Monday, July 16, 2012

The Chicken or the Egg

First off I apologize for the hiatus, it has been an extremely busy month and a half for me. I'm delighted to see that many of you are continuing to check the site for postings on a daily basis (thanks mom), despite myself being totally non-existent and worthless. There's a ton of things I'd like to write about and over the next few weeks, I'm hoping to touch them all.

Today, I'd like to point out a positive. Despite the Royals being 10.5 games out of first and despite the team being on pace to win just 71 games and finish with the eight worst record in baseball, the team is on pace to finish very strong at the gate in 2012.

Through their first 40 games of the season, the Royals have averaged 23,878 fans per game. Compared with last year's average through 40 games (18,804), the Royals attendance per game is up 5,074. This means that if the Royals can keep this pace up throughout the remainder of the season, they will finish with an attendance 208,034 higher than 2011's total.

Should the Royals keep pace, they will finish the year with 1,934,118 in attendance.

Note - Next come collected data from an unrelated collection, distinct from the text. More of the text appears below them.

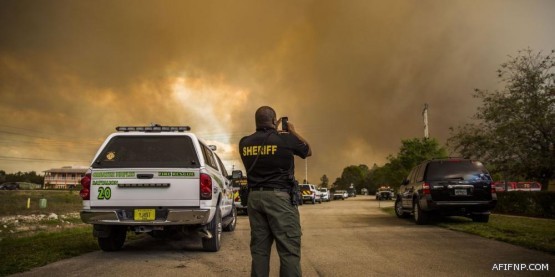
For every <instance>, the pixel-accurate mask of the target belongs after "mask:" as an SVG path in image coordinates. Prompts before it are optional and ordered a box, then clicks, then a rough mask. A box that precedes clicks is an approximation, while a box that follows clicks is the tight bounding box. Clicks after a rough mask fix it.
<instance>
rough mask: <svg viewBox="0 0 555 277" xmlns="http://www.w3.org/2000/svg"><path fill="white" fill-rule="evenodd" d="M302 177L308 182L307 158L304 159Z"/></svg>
mask: <svg viewBox="0 0 555 277" xmlns="http://www.w3.org/2000/svg"><path fill="white" fill-rule="evenodd" d="M304 179H305V180H306V183H308V158H305V159H304Z"/></svg>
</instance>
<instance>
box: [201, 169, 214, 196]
mask: <svg viewBox="0 0 555 277" xmlns="http://www.w3.org/2000/svg"><path fill="white" fill-rule="evenodd" d="M210 199H212V178H210V175H208V174H206V173H201V174H200V200H210Z"/></svg>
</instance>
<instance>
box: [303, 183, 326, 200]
mask: <svg viewBox="0 0 555 277" xmlns="http://www.w3.org/2000/svg"><path fill="white" fill-rule="evenodd" d="M300 187H301V194H302V201H303V202H304V201H309V202H311V203H312V204H316V202H318V203H320V204H322V194H321V193H320V191H318V190H317V189H316V187H315V186H314V185H311V184H302V185H300Z"/></svg>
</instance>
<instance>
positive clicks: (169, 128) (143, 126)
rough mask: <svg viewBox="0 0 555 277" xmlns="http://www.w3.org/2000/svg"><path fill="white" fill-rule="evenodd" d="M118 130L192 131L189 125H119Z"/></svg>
mask: <svg viewBox="0 0 555 277" xmlns="http://www.w3.org/2000/svg"><path fill="white" fill-rule="evenodd" d="M116 131H118V132H186V131H191V127H189V126H160V125H154V126H118V127H116Z"/></svg>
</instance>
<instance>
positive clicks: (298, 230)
mask: <svg viewBox="0 0 555 277" xmlns="http://www.w3.org/2000/svg"><path fill="white" fill-rule="evenodd" d="M248 214H249V221H250V226H251V244H250V248H251V257H252V264H251V276H256V277H262V276H264V277H266V276H268V275H269V274H270V253H271V249H272V244H273V242H274V240H275V241H276V249H277V252H278V254H279V260H280V268H279V274H280V276H283V277H285V276H302V272H301V235H302V232H301V224H300V218H299V210H298V208H297V206H293V205H292V204H291V197H290V195H289V193H287V192H283V191H251V192H250V193H249V199H248Z"/></svg>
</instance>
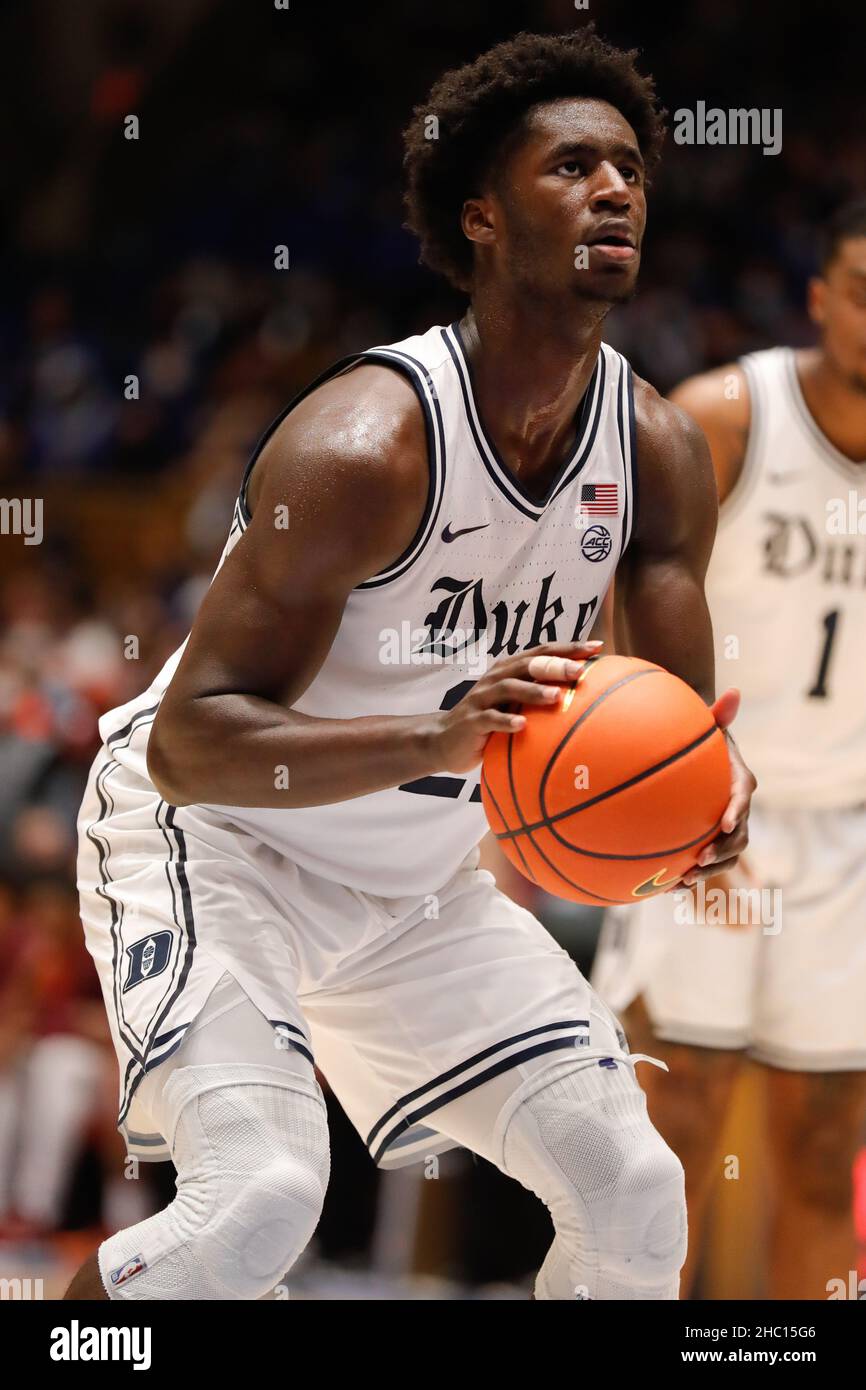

This mark would be the highest since 1993 and the fourteenth highest single season attendance mark in the franchise's history. If the Royals can somehow continue to push attendance higher and can average 25,485 fans for each of the last 41 games, the franchise will surpass the 2 million mark for the eleventh time in its history and the first time since 1991.

Obviously, the All-Star game has been a huge factor in the uptick in attendance. However, I think it is clear to all of those that know the fan base that with or without the All-Star game this summer attendance was going to rise. Kansas City is dying for a winner, and whether or not the #OurTime slogan was mistimed or not, fans wanted to buy in.

In sports, it seems there is often a chicken and the egg situation when it comes to attendance and payroll. Owners don't want to add payroll until they've seen attendance rise and can "afford" to do it. Fans don't want to attend a ton of games when it appears there is a lack of commitment at the top. Thanks to the All-Star game and a passionate fan base, it would seem that the egg has creeped into existence, now we just have to wait for the chicken to hatch.